В течение полутора лет Миллер командовал гусарским полком и одновременно — несколько месяцев — кавалерийской дивизией; в 1909 году — спокойном, полном дачных романов и соловьиного пения, — получил звание генерал-майора. С новым званием Миллера ожидало новое назначение — он возглавил в Генеральном штабе отдел, который руководил всеми военными агентами, находящимися за границей, координировал их действия, а также собирал сведения об армиях могучих государств, независимо от того, как они относились к России; были друзьями либо, наоборот, посматривали на Санкт-Петербург из-под нахмуренных бровей.
Внёс Миллер в сухие служебные отношения Генштаба и новую струю — он часто собирал своих офицеров на общие завтраки, сам первым садился за стол, занимая место «главы семьи»... Эти завтраки, очень весёлые, с подначками и необидными шутками, рождали неформальное отношение в отделе, сближали сотрудников и полюбились всем... Миллер умел быть душой кампании.
Прошёл ещё один год, и генерал-майор Миллер получил новое назначение — стал начальником Николаевского кавалерийского училища.
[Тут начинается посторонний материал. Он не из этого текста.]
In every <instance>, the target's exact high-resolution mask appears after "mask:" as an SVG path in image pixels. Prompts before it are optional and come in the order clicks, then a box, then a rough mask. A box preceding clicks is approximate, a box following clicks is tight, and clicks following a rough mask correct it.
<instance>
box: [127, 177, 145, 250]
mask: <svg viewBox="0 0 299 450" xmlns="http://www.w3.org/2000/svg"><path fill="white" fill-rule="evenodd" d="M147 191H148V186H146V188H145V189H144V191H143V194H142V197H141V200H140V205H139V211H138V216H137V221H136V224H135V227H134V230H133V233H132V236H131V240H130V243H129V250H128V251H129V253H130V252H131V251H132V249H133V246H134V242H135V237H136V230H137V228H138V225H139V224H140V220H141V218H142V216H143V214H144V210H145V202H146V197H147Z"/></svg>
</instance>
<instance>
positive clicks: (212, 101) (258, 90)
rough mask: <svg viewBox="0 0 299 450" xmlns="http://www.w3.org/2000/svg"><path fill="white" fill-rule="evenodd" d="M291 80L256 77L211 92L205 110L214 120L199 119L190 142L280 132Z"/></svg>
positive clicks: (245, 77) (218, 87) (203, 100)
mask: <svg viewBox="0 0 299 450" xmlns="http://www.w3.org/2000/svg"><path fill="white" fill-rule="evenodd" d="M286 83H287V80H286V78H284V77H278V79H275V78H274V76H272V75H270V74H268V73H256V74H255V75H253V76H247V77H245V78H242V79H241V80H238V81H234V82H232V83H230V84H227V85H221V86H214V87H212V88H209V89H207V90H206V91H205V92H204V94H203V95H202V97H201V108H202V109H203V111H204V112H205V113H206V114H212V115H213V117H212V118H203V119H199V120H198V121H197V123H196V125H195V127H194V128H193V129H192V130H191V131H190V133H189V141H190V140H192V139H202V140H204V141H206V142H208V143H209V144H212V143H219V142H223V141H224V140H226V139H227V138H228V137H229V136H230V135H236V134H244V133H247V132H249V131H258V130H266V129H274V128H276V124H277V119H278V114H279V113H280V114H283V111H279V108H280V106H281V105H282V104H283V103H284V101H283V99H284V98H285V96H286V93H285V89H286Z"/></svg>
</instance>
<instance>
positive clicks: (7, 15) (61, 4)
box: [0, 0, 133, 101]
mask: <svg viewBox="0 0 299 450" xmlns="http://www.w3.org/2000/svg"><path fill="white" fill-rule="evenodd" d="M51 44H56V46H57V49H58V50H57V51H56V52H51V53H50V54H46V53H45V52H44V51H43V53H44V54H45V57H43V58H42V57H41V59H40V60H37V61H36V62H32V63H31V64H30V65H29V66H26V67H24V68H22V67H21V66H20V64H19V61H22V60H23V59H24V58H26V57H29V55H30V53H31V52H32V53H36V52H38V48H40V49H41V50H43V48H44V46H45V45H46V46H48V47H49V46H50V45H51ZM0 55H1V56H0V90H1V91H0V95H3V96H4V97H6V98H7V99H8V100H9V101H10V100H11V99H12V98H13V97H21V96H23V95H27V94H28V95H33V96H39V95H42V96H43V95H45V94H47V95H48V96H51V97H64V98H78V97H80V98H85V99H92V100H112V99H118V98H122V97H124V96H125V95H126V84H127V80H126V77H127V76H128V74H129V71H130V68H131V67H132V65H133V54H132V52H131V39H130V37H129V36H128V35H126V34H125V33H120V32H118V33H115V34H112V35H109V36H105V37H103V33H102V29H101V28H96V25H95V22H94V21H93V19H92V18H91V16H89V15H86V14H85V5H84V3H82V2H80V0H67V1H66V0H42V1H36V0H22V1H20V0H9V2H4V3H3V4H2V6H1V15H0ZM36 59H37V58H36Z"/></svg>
Училищный быт он знал хорошо — сам прошёл через него, случалось, и портупей-юнкеров — взводных командиров — разыгрывал, и верховодил в «цуке» — своеобразной дедовщине, которая водилась в армии во все времена и периодами расцветала пышным цветом. Старшие юнкера — без пяти минут офицеры — всегда любили покататься верхом на первогодках — ничего зазорного в этом не было... При Миллере «цук» расцвёл ещё больше, но ни одна жалоба к отцам-командирам не поступила.
Да и какие могут быть жалобы, если сам начальник училища считал, что катание старших юнкеров верхом на младших — вещь вполне законная? Единственное, о чём просил Миллер, — не галдеть в комнатах, расположенных над его квартирой, не пугать подрастающего сына Николя — младшего в семье, и дочь Софочку.
В холодном, необычайно снежном январе 1912 года генерал Миллер переехал в Москву на ответственную штабную работу. Он стал начальником штаба Московского военного округа — одного из самых крупных и мобильных в России, войсками этого округа командовал сухой, желчный, очень придирчивый генерал Плеве.
С тех пор судьбы Плеве и Миллера оказались тесно связанными, два генерала шагали по одним и тем же тропкам, причём Плеве любил посидеть верхом на Миллере, как юнкер-выпускник на первогодке, и Миллер это терпел, хотя было очень противно.
Так они вдвоём, рука об руку, и вошли в войну четырнадцатого года, поскольку по мобилизационному плану из войск округа была сформирована Пятая армия, а штаб округа автоматически преобразовался в штаб армии. Плеве стал ещё более желчным, более раздражительным; всех, кто попадался ему на глаза — от солдата до генерала, ставил во фрунт и начинал отчитывать. Глаза у него были готовы вылезти из орбит, усы дрожали, рукой он азартно взмахивал, будто профессор на кафедре. Точно так же он относился и к своему начальнику штаба: учил его жить, воевать, пить чай и видеть хорошие сны.